Nomeação de Eduardo Pazuello premia um oficial militar que desprezou o espírito da farda que veste. As consequências desse gesto são nefastas. Editorial do Estadão:
O
presidente Jair Bolsonaro nomeou o general intendente Eduardo Pazuello,
ex-ministro da Saúde, para a Secretaria de Estudos Estratégicos da
Secretaria Especial de Assuntos Estratégicos da Presidência da
República. Com esse gesto, o presidente premiou um oficial militar
indisciplinado, que desprezou publicamente o espírito da farda que
veste. As consequências desse gesto são nefastas – e potencialmente
perigosas.
A
nomeação não causa surpresa. O intendente Pazuello vem demonstrando há
muito tempo ter a principal – talvez única – qualidade exigida por
Bolsonaro em sua administração: lealdade canina ao chefe. Na CPI da
Pandemia, o ex-ministro da Saúde agrediu a inteligência alheia de
maneira constrangedora para defender Bolsonaro, o principal responsável
pelas enormes dificuldades que o Brasil enfrenta no combate à pandemia
de covid-19.
Não
bastasse isso, o intendente foi a um comício do presidente Bolsonaro,
em óbvia afronta ao regulamento das Forças Armadas e à Constituição, que
proíbem a atividade político-partidária aos militares da ativa, caso do
general Pazuello. Para adicionar insulto à injúria, o oficial, para
tentar evitar punição, justificou-se diante do Comando do Exército com a
patranha de que a manifestação bolsonarista não era “política”, e sim
apenas um singelo “passeio de moto”.
Desse
modo, Pazuello seguiu à risca o manual bolsonarista de desfaçatez:
depois de ter franqueado o Ministério da Saúde ao charlatanismo, o
general fez troça da disciplina e da hierarquia militares, testando os
limites institucionais – exatamente como Bolsonaro faz desde que foi um
mau militar.
Para
os celerados bolsonaristas, o desrespeito às instituições é sinal de
valentia – essa gente considera que os pilares do regime democrático
estão apodrecidos pela corrupção generalizada e pela ideologia comunista
e por isso devem ser demolidos. Melhor ainda se esse combate for
travado por meio de cinismo, como mostrou a indecente defesa apresentada
pelo intendente Pazuello ao Exército.
Essa
aventura irresponsável está conduzindo o País para um terreno minado.

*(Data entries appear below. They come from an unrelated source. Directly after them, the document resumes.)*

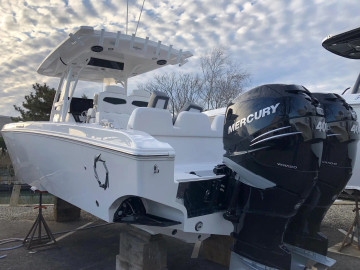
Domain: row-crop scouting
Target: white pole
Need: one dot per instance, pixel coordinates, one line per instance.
(66, 95)
(127, 14)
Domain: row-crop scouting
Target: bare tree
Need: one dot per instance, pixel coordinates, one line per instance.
(180, 87)
(219, 82)
(223, 79)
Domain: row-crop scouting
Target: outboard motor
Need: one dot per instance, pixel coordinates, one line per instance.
(338, 160)
(274, 151)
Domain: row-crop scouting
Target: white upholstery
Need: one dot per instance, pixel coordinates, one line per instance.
(138, 95)
(192, 137)
(193, 124)
(152, 121)
(117, 120)
(103, 106)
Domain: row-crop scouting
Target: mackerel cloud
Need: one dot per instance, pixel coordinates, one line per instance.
(275, 41)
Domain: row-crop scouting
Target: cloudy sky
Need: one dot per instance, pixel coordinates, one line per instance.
(276, 41)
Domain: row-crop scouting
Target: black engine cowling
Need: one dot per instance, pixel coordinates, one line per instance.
(338, 159)
(273, 146)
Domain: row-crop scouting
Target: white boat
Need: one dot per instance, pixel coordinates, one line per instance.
(97, 153)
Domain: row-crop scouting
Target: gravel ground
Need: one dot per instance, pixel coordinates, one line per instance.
(29, 213)
(339, 216)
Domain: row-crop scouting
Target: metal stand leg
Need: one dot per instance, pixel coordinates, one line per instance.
(39, 241)
(354, 228)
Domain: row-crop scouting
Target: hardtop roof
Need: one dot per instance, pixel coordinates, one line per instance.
(98, 55)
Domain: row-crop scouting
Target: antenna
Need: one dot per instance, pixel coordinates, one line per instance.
(139, 17)
(127, 14)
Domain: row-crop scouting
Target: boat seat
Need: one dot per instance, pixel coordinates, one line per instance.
(158, 100)
(192, 136)
(78, 106)
(153, 121)
(139, 98)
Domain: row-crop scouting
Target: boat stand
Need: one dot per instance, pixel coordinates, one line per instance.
(354, 228)
(31, 241)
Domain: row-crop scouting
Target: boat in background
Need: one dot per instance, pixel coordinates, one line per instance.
(347, 44)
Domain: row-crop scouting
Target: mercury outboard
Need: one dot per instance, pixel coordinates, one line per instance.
(338, 159)
(273, 148)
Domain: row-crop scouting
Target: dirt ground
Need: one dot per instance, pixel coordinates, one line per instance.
(96, 248)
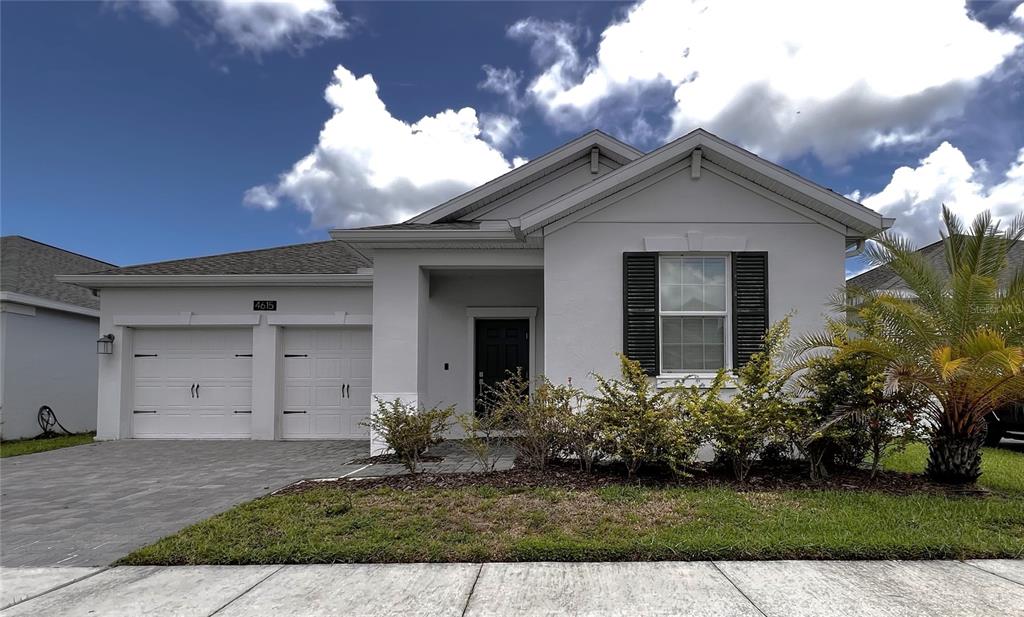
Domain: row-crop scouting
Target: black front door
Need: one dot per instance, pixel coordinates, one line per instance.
(502, 346)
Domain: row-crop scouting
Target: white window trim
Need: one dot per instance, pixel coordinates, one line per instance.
(669, 378)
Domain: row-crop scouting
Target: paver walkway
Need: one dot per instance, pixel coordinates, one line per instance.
(798, 588)
(91, 504)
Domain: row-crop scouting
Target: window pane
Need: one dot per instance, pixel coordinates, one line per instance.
(671, 300)
(692, 270)
(671, 270)
(714, 357)
(715, 270)
(714, 298)
(692, 298)
(672, 331)
(714, 331)
(672, 357)
(692, 331)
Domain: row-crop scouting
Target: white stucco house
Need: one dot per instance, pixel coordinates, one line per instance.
(48, 335)
(679, 257)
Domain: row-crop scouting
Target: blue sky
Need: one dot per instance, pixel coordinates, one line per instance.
(140, 132)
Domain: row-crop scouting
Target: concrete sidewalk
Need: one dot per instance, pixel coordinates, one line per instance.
(976, 588)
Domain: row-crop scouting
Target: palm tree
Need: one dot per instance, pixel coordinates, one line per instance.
(956, 335)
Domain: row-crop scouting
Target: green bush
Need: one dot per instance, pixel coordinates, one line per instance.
(534, 419)
(760, 416)
(408, 431)
(639, 424)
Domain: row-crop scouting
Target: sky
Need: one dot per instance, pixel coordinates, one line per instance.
(141, 131)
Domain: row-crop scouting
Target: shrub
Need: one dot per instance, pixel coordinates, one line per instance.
(640, 424)
(760, 415)
(856, 416)
(408, 431)
(482, 433)
(535, 420)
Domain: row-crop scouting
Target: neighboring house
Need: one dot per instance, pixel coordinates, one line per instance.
(48, 335)
(680, 257)
(882, 278)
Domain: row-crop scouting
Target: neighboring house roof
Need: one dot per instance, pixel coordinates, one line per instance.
(884, 278)
(475, 199)
(328, 257)
(28, 268)
(726, 159)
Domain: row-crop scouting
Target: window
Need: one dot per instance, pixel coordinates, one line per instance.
(693, 311)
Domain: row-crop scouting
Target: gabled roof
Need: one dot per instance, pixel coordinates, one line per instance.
(29, 268)
(328, 257)
(860, 221)
(883, 278)
(473, 200)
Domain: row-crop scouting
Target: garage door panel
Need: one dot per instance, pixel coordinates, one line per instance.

Bolsonaro entregou a um general insubordinado um cargo que tem entre
suas atribuições elaborar análises “para o planejamento de ações
governamentais com vistas à defesa da soberania e das instituições
nacionais e à salvaguarda dos interesses do Estado”, conforme o Decreto
10.374. Além da óbvia afronta de Bolsonaro às Forças Armadas, que
credibilidade terão os estudos em áreas tão sensíveis produzidos por um
secretário que vê de maneira tão equivocada os interesses do Estado e
valoriza tão descaradamente os interesses próprios e de Bolsonaro?
Na
caquistocracia bolsonarista, contudo, isso é irrelevante. Com a
nomeação do indisciplinado e incompetente Pazuello, Bolsonaro confirma a
profunda mediocridade de seu governo. Mais grave, contudo, é que o
presidente consagra como princípios a insubordinação e a quebra da
hierarquia militar, exatamente à sua imagem e semelhança. Convém lembrar
que no mais recente momento da história nacional em que isso aconteceu,
o presidente da República que estimulou a indisciplina militar foi
afastado pelas Forças Armadas.
Engolfado
pela pandemia e pela perda de quase meio milhão de brasileiros, o
Brasil não precisa de desordem militar. O País está pacificado desde
1985, com a culminação do processo de transição do regime militar para a
democracia. Desde aquele momento, os militares retiraram-se da cena
política. Não há hoje nenhuma questão ideológica que justifique essa
tensão que Bolsonaro provoca nos quartéis e no País.
Na
verdade, o presidente Bolsonaro parece interessado em submeter as
Forças Armadas a seus propósitos autoritários, mas as Forças Armadas
certamente não se têm deixado submeter a interesses mesquinhos nem
deixarão que se instaure em suas fileiras a desobediência sistemática.
Se o fizessem permitiriam que se instalasse na tropa uma ruptura
institucional que, depois de tantas lutas pela restauração da
democracia, seria inadmissível diante dos brasileiros e diante do mundo.
Bolsonaro,
em resumo, nomeou o intendente Pazuello pensando escarnecer dos
militares. Mas o escarnecido é o País e, antes dele, um comandante em
chefe que se comporta como chefe de milícia.